Hannah Baker: Do you think I could ever be as pretty as Jessica Davis? (awkward silence) Great. Thanks. Got it.
Clay Jensen: No, I-I just... I mean, yeah, Jessica's pretty and all, but you're special.
Hannah Baker: Special. Like retarded.
Clay Jensen: Did I say retarded? I didn't say retarded, and I don't think we're supposed to use that word anymore.
Hannah Baker: Regardless... I saw you try to be kind... and, you know, fail.
Jessica Davis: Mrs. Antilly, I'm sure Hillary is awesome, but...
Hannah Baker: If we're gonna be great friends, you should know my name is Hannah.
Jessica Davis: What did I call you?
Hannah Baker: Hillary.
Jessica Davis: That's not your name?
Hannah Baker: No. Hannah.
Jessica Davis: Crap. I already got your best friend necklace engraved with "Hillary."
Hannah Baker: Any students named Hillary we can set up with Jennifer?
Jessica Davis: Jessica.
Hannah Baker: Sorry. Jezebel.
Jessica Davis: No problem, Harriet.
Hannah Baker: Ooh. Can I actually get a Jezebel? She'd be an amazing friend.

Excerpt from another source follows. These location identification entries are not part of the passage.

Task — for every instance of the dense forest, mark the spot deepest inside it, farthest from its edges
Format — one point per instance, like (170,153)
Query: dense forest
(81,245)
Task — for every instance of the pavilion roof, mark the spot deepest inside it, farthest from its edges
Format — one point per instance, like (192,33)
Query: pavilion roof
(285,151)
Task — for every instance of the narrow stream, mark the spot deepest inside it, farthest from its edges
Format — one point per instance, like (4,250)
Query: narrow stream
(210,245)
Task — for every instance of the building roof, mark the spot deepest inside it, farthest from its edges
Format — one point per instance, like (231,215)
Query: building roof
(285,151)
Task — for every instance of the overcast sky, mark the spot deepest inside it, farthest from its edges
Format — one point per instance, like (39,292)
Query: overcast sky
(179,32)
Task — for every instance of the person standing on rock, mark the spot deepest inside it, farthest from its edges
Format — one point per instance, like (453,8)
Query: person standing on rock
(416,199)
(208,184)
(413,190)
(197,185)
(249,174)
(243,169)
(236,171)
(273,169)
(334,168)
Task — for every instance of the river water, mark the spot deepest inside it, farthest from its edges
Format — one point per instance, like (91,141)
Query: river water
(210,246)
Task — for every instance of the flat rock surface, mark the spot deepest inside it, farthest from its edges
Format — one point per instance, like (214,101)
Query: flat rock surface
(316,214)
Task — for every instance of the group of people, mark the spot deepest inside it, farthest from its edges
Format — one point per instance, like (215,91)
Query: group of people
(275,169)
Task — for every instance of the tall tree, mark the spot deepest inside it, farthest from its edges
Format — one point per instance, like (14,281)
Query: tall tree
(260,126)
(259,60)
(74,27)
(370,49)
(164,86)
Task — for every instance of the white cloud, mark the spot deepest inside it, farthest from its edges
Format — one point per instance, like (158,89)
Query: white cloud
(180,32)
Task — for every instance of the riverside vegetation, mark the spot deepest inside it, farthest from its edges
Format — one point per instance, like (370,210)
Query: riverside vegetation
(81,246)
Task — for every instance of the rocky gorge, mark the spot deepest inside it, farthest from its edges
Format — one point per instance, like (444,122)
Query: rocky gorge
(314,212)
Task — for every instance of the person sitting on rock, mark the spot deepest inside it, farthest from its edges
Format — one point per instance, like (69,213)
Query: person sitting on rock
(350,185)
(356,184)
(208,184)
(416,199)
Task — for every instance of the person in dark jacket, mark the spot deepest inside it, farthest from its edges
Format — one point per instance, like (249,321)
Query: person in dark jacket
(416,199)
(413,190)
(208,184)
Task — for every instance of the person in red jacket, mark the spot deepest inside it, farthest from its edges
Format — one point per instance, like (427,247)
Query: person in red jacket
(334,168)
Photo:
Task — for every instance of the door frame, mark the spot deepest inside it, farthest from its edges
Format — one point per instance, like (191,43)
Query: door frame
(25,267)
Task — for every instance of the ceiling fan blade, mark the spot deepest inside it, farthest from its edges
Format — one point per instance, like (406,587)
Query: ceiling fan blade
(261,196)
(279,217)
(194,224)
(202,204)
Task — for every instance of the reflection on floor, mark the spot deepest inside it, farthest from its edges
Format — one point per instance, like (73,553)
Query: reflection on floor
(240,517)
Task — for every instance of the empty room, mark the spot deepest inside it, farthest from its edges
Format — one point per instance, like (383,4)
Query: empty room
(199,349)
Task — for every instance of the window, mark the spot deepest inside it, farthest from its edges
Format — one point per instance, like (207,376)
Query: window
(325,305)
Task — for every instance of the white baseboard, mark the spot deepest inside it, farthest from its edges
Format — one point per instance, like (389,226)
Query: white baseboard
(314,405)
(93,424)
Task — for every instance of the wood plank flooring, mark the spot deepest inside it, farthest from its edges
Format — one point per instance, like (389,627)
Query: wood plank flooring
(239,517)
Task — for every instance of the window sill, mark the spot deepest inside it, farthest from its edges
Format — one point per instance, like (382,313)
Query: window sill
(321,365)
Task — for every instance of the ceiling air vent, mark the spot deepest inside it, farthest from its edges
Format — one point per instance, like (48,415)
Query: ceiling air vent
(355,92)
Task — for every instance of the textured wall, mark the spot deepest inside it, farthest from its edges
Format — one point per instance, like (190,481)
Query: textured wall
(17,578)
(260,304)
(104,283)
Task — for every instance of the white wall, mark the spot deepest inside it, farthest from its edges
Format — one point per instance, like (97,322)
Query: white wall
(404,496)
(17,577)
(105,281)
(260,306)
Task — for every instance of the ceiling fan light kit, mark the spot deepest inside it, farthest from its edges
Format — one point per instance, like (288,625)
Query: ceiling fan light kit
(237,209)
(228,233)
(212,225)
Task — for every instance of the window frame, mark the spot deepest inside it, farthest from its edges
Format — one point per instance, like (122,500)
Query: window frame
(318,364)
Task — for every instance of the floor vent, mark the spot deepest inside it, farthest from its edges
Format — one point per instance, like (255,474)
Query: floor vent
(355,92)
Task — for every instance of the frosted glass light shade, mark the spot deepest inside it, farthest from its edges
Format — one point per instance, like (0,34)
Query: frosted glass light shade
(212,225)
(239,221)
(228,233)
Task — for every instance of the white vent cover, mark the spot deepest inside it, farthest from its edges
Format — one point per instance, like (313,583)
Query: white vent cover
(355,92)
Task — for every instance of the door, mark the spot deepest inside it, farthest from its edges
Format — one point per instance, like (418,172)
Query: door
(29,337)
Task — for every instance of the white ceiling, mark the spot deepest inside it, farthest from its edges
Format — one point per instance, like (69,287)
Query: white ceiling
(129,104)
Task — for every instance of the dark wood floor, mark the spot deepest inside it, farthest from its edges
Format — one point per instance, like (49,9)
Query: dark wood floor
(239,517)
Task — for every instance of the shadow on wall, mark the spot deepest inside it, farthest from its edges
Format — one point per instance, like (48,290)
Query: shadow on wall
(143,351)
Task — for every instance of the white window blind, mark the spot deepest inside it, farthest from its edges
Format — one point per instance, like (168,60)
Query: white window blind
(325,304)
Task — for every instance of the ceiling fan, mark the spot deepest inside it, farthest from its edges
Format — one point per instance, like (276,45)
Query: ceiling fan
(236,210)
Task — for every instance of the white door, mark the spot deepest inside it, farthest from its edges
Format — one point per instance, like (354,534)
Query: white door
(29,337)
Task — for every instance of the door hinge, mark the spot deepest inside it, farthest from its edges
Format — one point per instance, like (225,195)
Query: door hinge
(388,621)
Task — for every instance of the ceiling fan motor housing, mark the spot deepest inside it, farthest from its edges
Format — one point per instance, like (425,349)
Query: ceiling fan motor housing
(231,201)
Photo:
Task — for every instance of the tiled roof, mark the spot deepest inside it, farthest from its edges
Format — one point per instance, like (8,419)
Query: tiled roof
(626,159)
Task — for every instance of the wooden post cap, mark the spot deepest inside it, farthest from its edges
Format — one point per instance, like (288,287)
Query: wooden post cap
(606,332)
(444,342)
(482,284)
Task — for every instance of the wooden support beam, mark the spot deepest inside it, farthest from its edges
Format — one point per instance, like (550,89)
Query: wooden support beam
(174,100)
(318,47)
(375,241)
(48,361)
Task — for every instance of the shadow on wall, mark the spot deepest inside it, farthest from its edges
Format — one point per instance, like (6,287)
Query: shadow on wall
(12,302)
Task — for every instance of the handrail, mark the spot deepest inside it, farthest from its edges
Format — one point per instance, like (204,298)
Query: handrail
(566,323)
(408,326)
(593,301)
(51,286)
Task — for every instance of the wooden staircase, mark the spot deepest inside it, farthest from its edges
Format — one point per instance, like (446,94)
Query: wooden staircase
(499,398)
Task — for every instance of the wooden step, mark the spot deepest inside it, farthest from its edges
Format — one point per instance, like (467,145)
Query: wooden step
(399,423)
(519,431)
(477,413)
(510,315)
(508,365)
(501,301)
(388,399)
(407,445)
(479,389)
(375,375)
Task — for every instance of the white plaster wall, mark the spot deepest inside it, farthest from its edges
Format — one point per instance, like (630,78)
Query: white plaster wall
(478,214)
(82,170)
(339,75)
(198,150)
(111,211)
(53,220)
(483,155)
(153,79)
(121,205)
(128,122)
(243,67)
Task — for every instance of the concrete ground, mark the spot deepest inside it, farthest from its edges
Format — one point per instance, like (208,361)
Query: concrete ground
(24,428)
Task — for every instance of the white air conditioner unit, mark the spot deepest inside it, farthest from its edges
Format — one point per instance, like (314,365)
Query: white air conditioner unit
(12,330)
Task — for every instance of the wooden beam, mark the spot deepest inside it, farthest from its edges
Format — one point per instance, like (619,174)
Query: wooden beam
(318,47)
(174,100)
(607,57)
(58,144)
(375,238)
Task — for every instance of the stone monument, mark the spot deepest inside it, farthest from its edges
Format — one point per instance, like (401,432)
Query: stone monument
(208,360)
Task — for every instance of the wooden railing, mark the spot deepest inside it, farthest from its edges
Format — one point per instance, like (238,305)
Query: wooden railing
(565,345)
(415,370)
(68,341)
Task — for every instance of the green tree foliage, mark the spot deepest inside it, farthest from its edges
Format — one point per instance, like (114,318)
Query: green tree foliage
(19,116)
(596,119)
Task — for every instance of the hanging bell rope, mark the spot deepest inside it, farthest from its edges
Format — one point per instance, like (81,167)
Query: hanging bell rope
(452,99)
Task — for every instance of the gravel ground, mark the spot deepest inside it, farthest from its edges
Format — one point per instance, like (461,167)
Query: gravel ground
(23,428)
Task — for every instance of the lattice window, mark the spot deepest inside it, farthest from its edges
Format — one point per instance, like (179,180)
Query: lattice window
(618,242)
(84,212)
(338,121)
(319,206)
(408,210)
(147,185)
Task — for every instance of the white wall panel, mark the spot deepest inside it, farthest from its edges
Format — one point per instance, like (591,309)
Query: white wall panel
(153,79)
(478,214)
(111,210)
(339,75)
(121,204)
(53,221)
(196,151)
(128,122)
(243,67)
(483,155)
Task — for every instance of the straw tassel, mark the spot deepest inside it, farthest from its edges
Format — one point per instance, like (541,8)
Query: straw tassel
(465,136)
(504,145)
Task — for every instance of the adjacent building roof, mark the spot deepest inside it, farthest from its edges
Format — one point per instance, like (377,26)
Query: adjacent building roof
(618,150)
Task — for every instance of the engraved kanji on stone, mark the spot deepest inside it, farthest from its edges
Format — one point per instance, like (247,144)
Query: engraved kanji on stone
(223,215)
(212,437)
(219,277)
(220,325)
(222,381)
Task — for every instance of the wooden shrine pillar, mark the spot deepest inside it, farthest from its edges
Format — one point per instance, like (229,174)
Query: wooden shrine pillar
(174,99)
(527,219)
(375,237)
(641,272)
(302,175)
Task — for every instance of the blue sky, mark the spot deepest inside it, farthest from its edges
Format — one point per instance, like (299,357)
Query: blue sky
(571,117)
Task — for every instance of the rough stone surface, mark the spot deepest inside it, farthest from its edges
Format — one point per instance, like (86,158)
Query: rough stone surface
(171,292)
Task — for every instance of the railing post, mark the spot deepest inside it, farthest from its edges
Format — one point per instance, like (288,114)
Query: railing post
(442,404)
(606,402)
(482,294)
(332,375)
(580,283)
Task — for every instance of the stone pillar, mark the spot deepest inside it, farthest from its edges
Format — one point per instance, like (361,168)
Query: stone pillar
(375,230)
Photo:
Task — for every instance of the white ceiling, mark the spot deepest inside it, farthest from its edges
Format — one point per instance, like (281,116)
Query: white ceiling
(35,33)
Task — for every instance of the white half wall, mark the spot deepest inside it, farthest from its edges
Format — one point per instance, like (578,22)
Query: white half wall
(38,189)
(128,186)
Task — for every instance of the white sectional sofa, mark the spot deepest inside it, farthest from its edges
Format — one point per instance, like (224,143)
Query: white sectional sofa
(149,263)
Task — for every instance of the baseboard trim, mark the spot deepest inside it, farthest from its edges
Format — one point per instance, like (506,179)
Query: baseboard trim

Mrs. Antilly: See? See, the senses of humor on you two. It's a perfect match!
Clay Jensen: Dad, where’s your radio thing?
Matt Jensen: “My radio thing”?
Clay Jensen: That thing you play CDs on when you’re painting or working in the yard or whatever.
Matt Jensen: My boom box.
Clay Jensen: That really what they’re called?
Matt Jensen: They were. I believe now they’re called obsolete.